Is data leakage giving me misleading results? Independent test set says no!
TLDR:
I evaluated a classification model using 10-fold CV with data leakage in the training and test folds. The results were great. I then solved the data leakage and the results were garbage. I then tested the model in an independent new dataset and the results were similar to the evaluation performed with data leakage.
What does this mean? Was my data leakage not relevant? Can I trust my model evaluation and report that performance ?
Extended version:
I'm developing a binary classification model using a dataset 108326x125 (observations x features) with a class imbalance of ~1:33 (1 positive observation for each 33 negative observations). However, those 108326 observations came from only 95 subjects, which means there are more than one observation from each subject.
Initially, during model training and evaluation, I performed cross-validation (CV) using the command (classes
is a column array with the class of each observation):
cross_validation = cvpartition(classes,'KFold',10,'Stratify',true);
and obtained good performance in terms of the metrics that interested me the most (recall and precision). The model was an ensemble (boosted trees).
However, by performing the above CV partition, I have data leakage since observations from a same subject might be simultaneously in the training and test sets in a given CV iteration. Besides data leakage, I believed my model could be overfitting since the optimal hyperparameter for each tree maximum number of leaves in the ensemble is around 350 and usually this parameter should be something around 8 and 32 (to avoid each tree to become a strong learner, which might lead to overfitting).
Then, I performed a different CV partition where I make the partition by subject ID, which solves the data leakage problem. However, when doing this, the classes distribution might become very different in the training and test sets (since around 30 subjects do not have positive observations, there's even the extreme case where some test folds might end up having 0 positive observations), which influences my evaluation of the model's performance.
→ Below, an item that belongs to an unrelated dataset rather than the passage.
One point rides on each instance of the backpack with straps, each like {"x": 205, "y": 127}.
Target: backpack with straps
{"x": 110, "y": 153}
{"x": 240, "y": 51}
To mitigate this, I performed repeated 5x10-CV.
With this partition, I've tested several different model types (including the exact same model and hyperparameters as the one with data leakage), such as MATLAB's fitcensemble and KNN and Python's XGBoost (and performed hyperparameters optimization in all of them) and no matter what I do, I simply cannot reach acceptable performance with this approach. Therefore, my first questions are:
1. Is there something wrong with this partitioning that might be influencing my model evaluation? (see code below)
2. Do you have any suggestion to improve this CV partitioning?
Finally, to confirm my initial model evaluation (with data leakage in the partition) was misleading me, I tested the model in an independent new dataset (however way smaller) and the performance was good (similar to the one obtained through the CV partition)!!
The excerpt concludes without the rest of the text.